Therein lies my only remaining complaint about the book. A 'How-To' book, in my mind, should give me a specific, reliable result if I follow the steps. Building a table, fixing a flat tire, building a marketing list, etc. No one, not even a champion, can give you all the steps, with certainty, that will allow you to win this contest. If nothing else, the contest is a zero-sum game, so if two contestants all do everything perfect and identically to the other, only one of them can actually win.
The contest relies on fallible human judges, who may or may not like your speech based not on the judging criteria, but by their own life experience, or even, subconsciously, if they like your tie or choice of dress vs. pantsuit.

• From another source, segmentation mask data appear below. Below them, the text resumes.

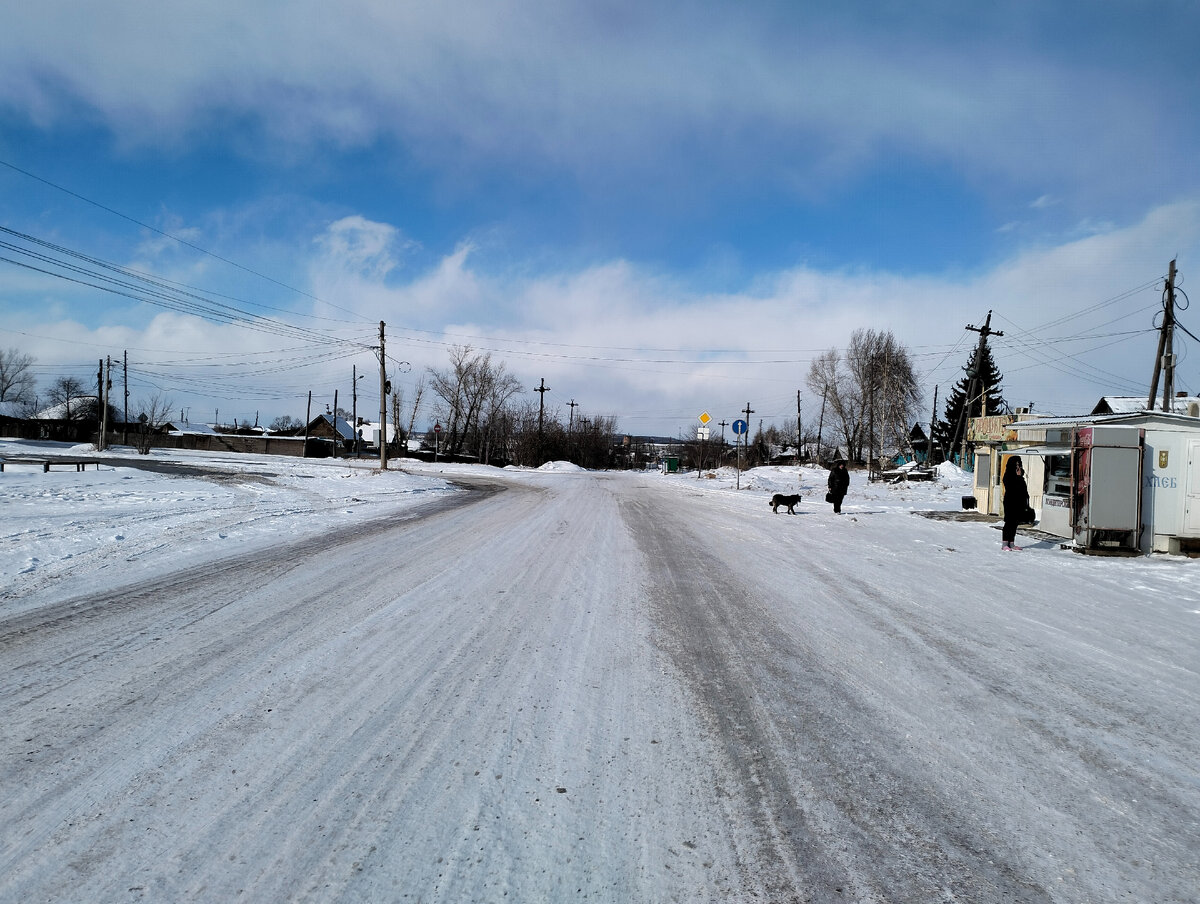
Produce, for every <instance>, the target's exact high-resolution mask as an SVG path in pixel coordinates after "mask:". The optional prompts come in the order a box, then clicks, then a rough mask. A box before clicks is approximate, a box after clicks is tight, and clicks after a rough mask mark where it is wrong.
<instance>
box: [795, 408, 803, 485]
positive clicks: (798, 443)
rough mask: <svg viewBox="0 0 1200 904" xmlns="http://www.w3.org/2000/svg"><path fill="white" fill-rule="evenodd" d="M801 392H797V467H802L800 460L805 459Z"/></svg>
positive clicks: (796, 439)
mask: <svg viewBox="0 0 1200 904" xmlns="http://www.w3.org/2000/svg"><path fill="white" fill-rule="evenodd" d="M800 418H802V414H800V390H799V389H797V390H796V467H797V468H799V467H800V459H802V457H804V425H803V421H802V420H800Z"/></svg>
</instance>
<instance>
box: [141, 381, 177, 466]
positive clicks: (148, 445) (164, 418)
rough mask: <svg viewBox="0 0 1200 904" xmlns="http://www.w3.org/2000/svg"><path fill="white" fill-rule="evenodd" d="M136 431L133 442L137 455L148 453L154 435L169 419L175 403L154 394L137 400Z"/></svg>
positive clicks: (144, 454) (149, 450) (151, 446)
mask: <svg viewBox="0 0 1200 904" xmlns="http://www.w3.org/2000/svg"><path fill="white" fill-rule="evenodd" d="M137 408H138V411H139V414H138V433H137V442H136V443H134V445H136V448H137V450H138V454H139V455H149V454H150V449H151V447H152V445H154V436H155V433H157V432H158V431H160V430H162V427H163V425H164V424H167V421H168V420H170V412H172V411H174V408H175V403H174V402H173V401H170V400H169V399H164V397H163V396H160V395H155V396H151V397H150V399H144V400H142V401H139V402H138V405H137Z"/></svg>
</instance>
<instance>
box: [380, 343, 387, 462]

|LaShunda Rundles, 2008 World Champion|
In addition, while he does cover mindset, a key missing component is 'Heart'. Most likely because it is an intangible, immeasurable component in speaking and competing, which one can't distill into a statistic. One cannot watch LaShunda Rundles speech without seeing her whole essence brought to the stage.
Most importantly of all, Lady Luck truly plays a part as well. Just as a football game is occasionally won or lost based on the odd bounce of the pigskin, a speech contest can be won or lost based on a microphone malfunction, the fact that two other people in your bracket spoke on the same subject, or a better speaker got lost getting to the contest that day.
The real promise in this book, the one it fulfills, is telling you how others have won the contest, how some have come close, how some have fallen short. It offers signposts to greater success and warnings against certain failure. It offers 'best practices' and is, at least for this serial contestant (seven time semifinalist, two time finalist), a fascinating read, whetting my appetite for the competition in 2014.
In the end, I enjoyed the book. If you're a Toastmaster, and particularly a contestant, spend the three bucks and give it read. The author has done a tremendous amount of work in compiling his data, interviewing the participants and many past champions. It is the most complete analysis of championship speeches I have seen to date. If you're not a Toastmaster, you might get lost in some of the idiosyncrasies of the contest, but can still glean some great tips about speaking in general.
They say never judge a book by it's cover. I judged it quickly by it's title, and by assuming the worst motives from it's author. That was a mistake on my part. Regardless of what I think of the title, or the email marketing approach, the content of the book, the creation of content from the author, earns it a high rating - 4 out 5 stars.
Pick it up. Jeremy writes...& delivers.